OUR TAKE: The Egan-Jones and ISS letters provided a de facto safe harbor for advisers to rely on third party voting services. Their withdrawal and upcoming roundtable open the door to additional requirements on advisers to supervise proxy voting.
The SEC has commenced enforcement proceedings against a hedge fund manager for taking short positions in a public company and then engaging in a negative and public relations campaign to drive down the company’s stock price. The hedge fund manager used interviews, social media and published research reports to make false claims about the company’s product and financial situation. According to the SEC, the false negative information had the intended effect of lowering the company’s stock price, which fell 34% during his negative campaign. The SEC charges violations of the anti-fraud rules.
OUR TAKE: We suspect that many public companies are cheering this action because the SEC seeks to chill a short seller from disseminating negative information for financial gain.
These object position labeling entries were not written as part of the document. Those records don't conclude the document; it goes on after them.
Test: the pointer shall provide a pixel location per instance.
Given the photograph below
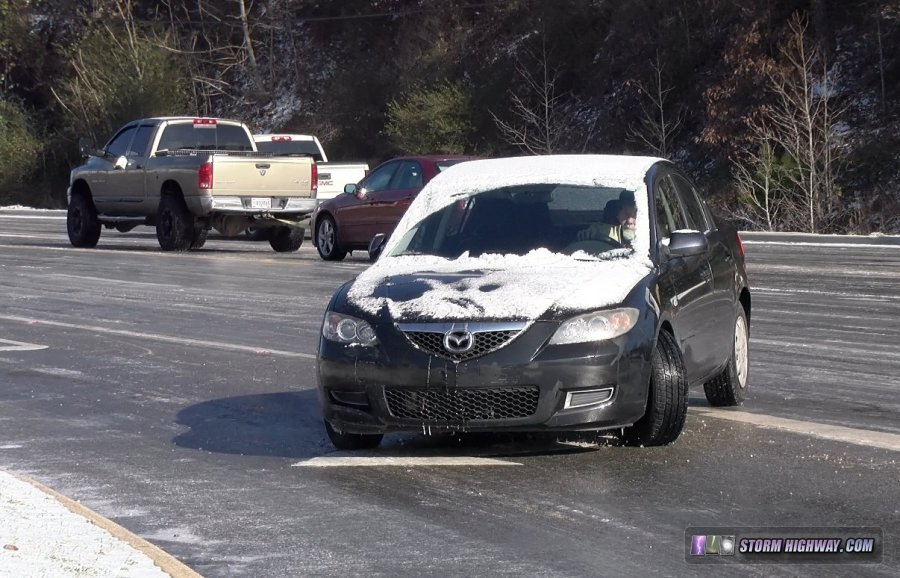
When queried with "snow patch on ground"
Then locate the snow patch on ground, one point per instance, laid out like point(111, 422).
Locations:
point(41, 537)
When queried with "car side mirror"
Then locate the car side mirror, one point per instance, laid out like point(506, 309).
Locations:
point(376, 246)
point(86, 147)
point(687, 243)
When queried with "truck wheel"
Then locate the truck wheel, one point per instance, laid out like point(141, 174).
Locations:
point(286, 239)
point(175, 228)
point(730, 386)
point(326, 240)
point(349, 441)
point(82, 223)
point(667, 401)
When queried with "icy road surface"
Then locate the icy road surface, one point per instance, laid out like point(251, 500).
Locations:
point(175, 395)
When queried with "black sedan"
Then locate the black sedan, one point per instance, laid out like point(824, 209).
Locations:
point(508, 299)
In this case, the SEC maintains that the hedge fund made false factual statements. This type of case will not help prevent negative opinions based on accurate facts.
The manager of a crypto hedge fund offered its investors rescission and agreed to pay a $200,000 fine for failing to comply with the securities. The SEC argues that the fund, which invested in digital assets, was “engaged in the business of investing, holding, and trading certain digital assets that were investment securities.” Consequently, the offering, which did not comply with Regulation D’s private offering safe harbors, should have been registered under the Investment Company Act. The SEC charges violations of the registration provisions of the Securities Act and the Investment Company Act as well as the antifraud rules. This case is the SEC’s first enforcement action against a crypto hedge fund manager for failing to register under the Investment Company Act.
OUR TAKE: Most significant is the SEC Enforcement Division taking the position that a fund that invests in digital assets is subject to the securities laws. It remains to be seen whether others will challenge that position in the courts.
A bank-affiliated adviser agreed to reimburse clients over $600,000 and pay an additional $100,000 fine for failing to disclose that it had an incentive to recommend an affiliated wrap program. The affiliated wrap program paid a 2% up-front incentive to the adviser if its investment counselor recommended the program. If the client withdrew from the program within two years, the client would pay a termination fee. Approximately 78% of client assets were directed to the affiliate program even though two other third-party wrap programs were available. The SEC faults the firm’s disclosures for failing to fully describe the financial incentive to recommend the affiliate program and that the investment counsellor would retain the up-front incentive fee even if the client terminated. Although the adviser was state (not SEC) registered, the SEC maintains that the respondent violated Section 206(2) of the Advisers Act, which prohibits an investment adviser from engaging in any transaction that operates as a fraud on any client or potential client.
OUR TAKE: Recommending proprietary products over third party products requires enhanced due diligence and disclosure because of the inherent conflicts of interest. When the adviser recommends proprietary products that benefit the adviser to the direct detriment of the client, the arrangement will draw heightened scrutiny and will often result in an enforcement action.